Der EU-Kommissar will Beitrittsgespräche mit Ankara empfehlen – das freut nicht alle Kollegen

Günter Verheugen hat am Donnerstag die Katze aus dem Sack gelassen. Nach dem Gespräch mit dem türkischen Ministerpräsidenten Recep Tayyip Erdogan war für den EU-Erweiterungskommissar die Welt wieder in Ordnung: „Ich werde am 6. Oktober“, so verkündete er siegessicher, „eine starke Empfehlung für den Beginn der Beitrittsverhandlungen mit der Türkei abgeben.“ Der Streit zwischen Ankara und Brüssel, der sich in den vergangenen Tagen mit Getöse zur offenen Krise zugespitzt hatte? Beigelegt. Das umstrittene Gesetzesvorhaben der islamischen Regierungspartei, das für Ehebruch Haftstrafen bis zu zwei Jahren vorsah? Vom Tisch. „Alle Hindernisse sind beseitigt“, erklärte Verheugen am Donnerstag mit dem Brustton der Überzeugung. Das Gespräch mit dem türkischen Regierungschef im Brüsseler Nobelhotel Conrad hat angeblich alle Probleme überwunden: Sesam öffne dich – die Tür zu den Beitrittsgesprächen kann aufgehen.
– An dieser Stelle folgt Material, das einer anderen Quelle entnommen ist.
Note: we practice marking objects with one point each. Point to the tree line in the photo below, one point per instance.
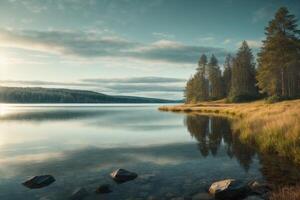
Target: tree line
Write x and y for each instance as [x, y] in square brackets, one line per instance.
[277, 74]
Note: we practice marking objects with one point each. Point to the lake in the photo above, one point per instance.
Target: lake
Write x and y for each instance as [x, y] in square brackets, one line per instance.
[175, 155]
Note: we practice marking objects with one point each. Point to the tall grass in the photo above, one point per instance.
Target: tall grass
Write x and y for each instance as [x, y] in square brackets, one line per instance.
[272, 127]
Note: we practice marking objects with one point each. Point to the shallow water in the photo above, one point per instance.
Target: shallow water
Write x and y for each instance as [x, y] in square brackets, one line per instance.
[175, 155]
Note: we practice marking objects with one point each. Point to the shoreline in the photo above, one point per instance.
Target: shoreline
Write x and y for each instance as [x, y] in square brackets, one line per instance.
[271, 128]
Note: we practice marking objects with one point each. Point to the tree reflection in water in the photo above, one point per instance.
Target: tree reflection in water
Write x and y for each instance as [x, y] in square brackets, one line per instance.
[212, 132]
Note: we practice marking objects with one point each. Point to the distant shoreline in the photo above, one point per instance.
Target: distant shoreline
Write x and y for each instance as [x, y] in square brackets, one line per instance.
[38, 95]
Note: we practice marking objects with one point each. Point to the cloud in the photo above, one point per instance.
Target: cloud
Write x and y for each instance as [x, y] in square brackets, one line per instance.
[262, 14]
[148, 79]
[163, 35]
[130, 88]
[252, 43]
[161, 87]
[227, 41]
[96, 44]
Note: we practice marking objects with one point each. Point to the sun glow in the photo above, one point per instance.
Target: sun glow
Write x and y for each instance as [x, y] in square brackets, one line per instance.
[3, 59]
[3, 110]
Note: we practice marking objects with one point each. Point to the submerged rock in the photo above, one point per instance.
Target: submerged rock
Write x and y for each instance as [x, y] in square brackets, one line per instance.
[257, 188]
[202, 196]
[229, 189]
[39, 181]
[254, 198]
[102, 189]
[122, 175]
[79, 194]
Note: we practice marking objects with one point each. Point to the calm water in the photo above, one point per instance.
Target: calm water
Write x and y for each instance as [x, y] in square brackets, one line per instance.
[175, 155]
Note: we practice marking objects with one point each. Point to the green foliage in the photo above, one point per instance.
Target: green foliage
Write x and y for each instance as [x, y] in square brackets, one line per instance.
[216, 90]
[278, 73]
[273, 99]
[279, 58]
[243, 76]
[227, 74]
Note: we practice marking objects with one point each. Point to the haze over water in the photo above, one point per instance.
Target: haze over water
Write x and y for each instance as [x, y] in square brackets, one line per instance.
[174, 155]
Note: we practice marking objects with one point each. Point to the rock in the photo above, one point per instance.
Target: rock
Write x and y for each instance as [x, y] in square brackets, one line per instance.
[79, 194]
[122, 175]
[257, 188]
[102, 189]
[39, 181]
[229, 189]
[253, 198]
[202, 196]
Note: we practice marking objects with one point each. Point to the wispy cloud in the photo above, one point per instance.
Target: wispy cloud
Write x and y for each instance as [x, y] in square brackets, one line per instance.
[252, 43]
[264, 13]
[166, 87]
[163, 35]
[88, 44]
[135, 80]
[227, 41]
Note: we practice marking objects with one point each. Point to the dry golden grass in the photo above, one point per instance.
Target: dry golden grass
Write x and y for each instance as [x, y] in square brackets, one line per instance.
[274, 127]
[286, 193]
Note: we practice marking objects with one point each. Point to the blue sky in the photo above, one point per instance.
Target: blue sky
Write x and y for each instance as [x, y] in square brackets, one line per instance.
[124, 47]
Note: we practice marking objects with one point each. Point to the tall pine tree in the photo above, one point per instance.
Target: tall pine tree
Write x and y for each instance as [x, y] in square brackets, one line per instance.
[243, 75]
[215, 79]
[227, 74]
[279, 58]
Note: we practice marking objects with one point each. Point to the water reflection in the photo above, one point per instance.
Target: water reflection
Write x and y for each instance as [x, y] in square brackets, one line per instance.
[214, 132]
[81, 145]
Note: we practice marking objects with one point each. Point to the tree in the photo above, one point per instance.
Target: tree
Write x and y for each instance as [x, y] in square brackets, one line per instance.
[201, 79]
[227, 74]
[215, 79]
[279, 58]
[197, 86]
[243, 75]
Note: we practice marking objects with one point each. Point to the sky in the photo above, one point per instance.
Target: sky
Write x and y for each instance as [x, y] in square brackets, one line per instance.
[124, 47]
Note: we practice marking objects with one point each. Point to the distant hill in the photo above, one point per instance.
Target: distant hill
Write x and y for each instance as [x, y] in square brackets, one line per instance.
[47, 95]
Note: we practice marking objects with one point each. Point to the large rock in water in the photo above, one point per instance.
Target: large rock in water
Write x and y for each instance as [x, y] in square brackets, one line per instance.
[39, 181]
[122, 175]
[79, 194]
[102, 189]
[229, 189]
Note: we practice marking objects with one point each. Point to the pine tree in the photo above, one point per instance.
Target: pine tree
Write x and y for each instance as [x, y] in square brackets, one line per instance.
[227, 74]
[279, 58]
[215, 79]
[201, 81]
[243, 75]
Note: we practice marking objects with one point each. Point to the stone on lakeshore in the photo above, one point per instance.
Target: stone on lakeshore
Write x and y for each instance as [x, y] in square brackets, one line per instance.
[79, 194]
[229, 189]
[254, 198]
[258, 188]
[202, 196]
[102, 189]
[39, 181]
[122, 175]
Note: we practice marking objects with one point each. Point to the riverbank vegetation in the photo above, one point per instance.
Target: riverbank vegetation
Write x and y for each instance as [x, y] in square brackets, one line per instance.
[276, 76]
[273, 127]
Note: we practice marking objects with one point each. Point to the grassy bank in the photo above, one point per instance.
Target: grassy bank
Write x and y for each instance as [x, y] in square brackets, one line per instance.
[272, 127]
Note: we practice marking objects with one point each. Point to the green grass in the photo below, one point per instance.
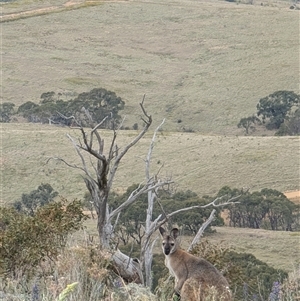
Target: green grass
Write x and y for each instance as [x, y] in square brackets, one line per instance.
[205, 62]
[200, 163]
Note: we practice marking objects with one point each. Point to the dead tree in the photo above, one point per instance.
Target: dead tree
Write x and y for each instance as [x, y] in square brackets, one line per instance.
[99, 169]
[151, 226]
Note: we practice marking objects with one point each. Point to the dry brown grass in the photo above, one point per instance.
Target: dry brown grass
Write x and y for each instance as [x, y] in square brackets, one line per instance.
[200, 163]
[206, 63]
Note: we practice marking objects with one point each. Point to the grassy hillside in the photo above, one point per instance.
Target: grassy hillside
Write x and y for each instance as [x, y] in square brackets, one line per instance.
[204, 63]
[200, 163]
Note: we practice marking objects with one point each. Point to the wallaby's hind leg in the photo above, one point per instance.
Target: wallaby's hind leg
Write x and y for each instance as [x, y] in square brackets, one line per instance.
[192, 290]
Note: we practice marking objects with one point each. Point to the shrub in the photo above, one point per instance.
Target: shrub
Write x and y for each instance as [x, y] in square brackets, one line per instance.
[27, 241]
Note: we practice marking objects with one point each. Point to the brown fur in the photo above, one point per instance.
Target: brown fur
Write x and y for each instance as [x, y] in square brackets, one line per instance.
[195, 278]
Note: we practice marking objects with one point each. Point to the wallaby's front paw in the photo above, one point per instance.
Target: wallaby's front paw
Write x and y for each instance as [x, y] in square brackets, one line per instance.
[176, 296]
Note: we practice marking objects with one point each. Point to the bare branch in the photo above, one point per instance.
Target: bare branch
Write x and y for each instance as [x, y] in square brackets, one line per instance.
[151, 149]
[202, 229]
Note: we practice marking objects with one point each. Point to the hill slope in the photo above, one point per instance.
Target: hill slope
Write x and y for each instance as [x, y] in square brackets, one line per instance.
[200, 163]
[202, 64]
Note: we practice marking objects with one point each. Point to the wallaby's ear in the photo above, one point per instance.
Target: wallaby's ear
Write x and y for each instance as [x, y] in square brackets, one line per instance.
[162, 231]
[174, 233]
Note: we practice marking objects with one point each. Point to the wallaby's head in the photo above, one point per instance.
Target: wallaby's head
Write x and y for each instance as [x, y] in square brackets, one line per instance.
[169, 241]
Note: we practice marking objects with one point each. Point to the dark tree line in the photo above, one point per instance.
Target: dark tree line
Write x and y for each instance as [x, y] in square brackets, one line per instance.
[278, 111]
[130, 225]
[267, 209]
[99, 103]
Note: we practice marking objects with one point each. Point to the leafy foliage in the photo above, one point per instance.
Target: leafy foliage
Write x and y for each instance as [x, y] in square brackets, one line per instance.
[99, 102]
[29, 203]
[248, 123]
[268, 209]
[291, 126]
[276, 106]
[131, 221]
[6, 111]
[26, 241]
[247, 275]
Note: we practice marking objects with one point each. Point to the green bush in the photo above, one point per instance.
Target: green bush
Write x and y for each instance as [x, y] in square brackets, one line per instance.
[27, 241]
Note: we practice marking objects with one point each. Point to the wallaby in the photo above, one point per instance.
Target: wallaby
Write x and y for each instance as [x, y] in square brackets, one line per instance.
[195, 278]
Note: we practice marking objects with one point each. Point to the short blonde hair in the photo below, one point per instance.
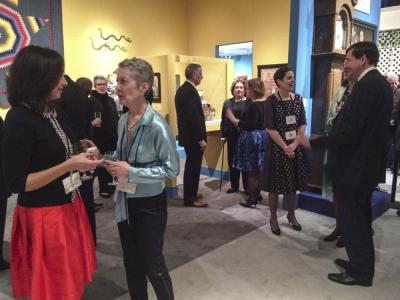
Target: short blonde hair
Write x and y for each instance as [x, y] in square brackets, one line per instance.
[257, 86]
[236, 81]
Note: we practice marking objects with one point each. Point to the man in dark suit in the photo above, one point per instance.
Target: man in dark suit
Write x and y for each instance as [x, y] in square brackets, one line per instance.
[357, 158]
[191, 133]
[75, 104]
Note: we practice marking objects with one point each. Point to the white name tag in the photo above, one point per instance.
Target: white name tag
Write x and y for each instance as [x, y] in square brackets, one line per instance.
[290, 135]
[290, 120]
[125, 186]
[72, 182]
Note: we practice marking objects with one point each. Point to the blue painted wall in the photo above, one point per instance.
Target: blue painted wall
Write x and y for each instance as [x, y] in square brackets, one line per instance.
[374, 16]
[301, 43]
[300, 50]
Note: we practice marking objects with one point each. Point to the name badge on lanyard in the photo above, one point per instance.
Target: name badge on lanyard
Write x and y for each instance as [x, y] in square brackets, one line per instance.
[125, 186]
[72, 182]
[290, 120]
[290, 135]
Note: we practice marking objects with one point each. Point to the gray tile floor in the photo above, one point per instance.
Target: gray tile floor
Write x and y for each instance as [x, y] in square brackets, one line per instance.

Noch vor einer Woche hatte Verheugen gewarnt, er werde die Empfehlung zu Verhandlungen verweigern, wenn die Türkei nicht die Strafrechtsreform rechtzeitig beschließe. Die Türkei verbitte sich die „Einmischung in die inneren Angelegenheiten“, tönte es aus Ankara zurück.

Am Donnerstag war dann alles vergeben und vergessen. Der türkische Regierungschef bestand zwar darauf, dass das Gespräch mit Verheugen nicht im Gebäude der EU-Kommission im Europaviertel stattfand, sondern gleichsam auf neutralem Gelände. Es sollte zu Hause nicht so aussehen, als ob ein Türke in Brüssel zu Kreuze kriecht. In der Sache jedoch lenkte Erdogan ein und versprach dem EU-Kommissar, dass das türkische Parlament noch am Sonntag zusammentreten werde, um die von der EU geforderte Strafrechtsreform zu beraten – ohne den umstrittenen Ehebruch-Paragrafen natürlich.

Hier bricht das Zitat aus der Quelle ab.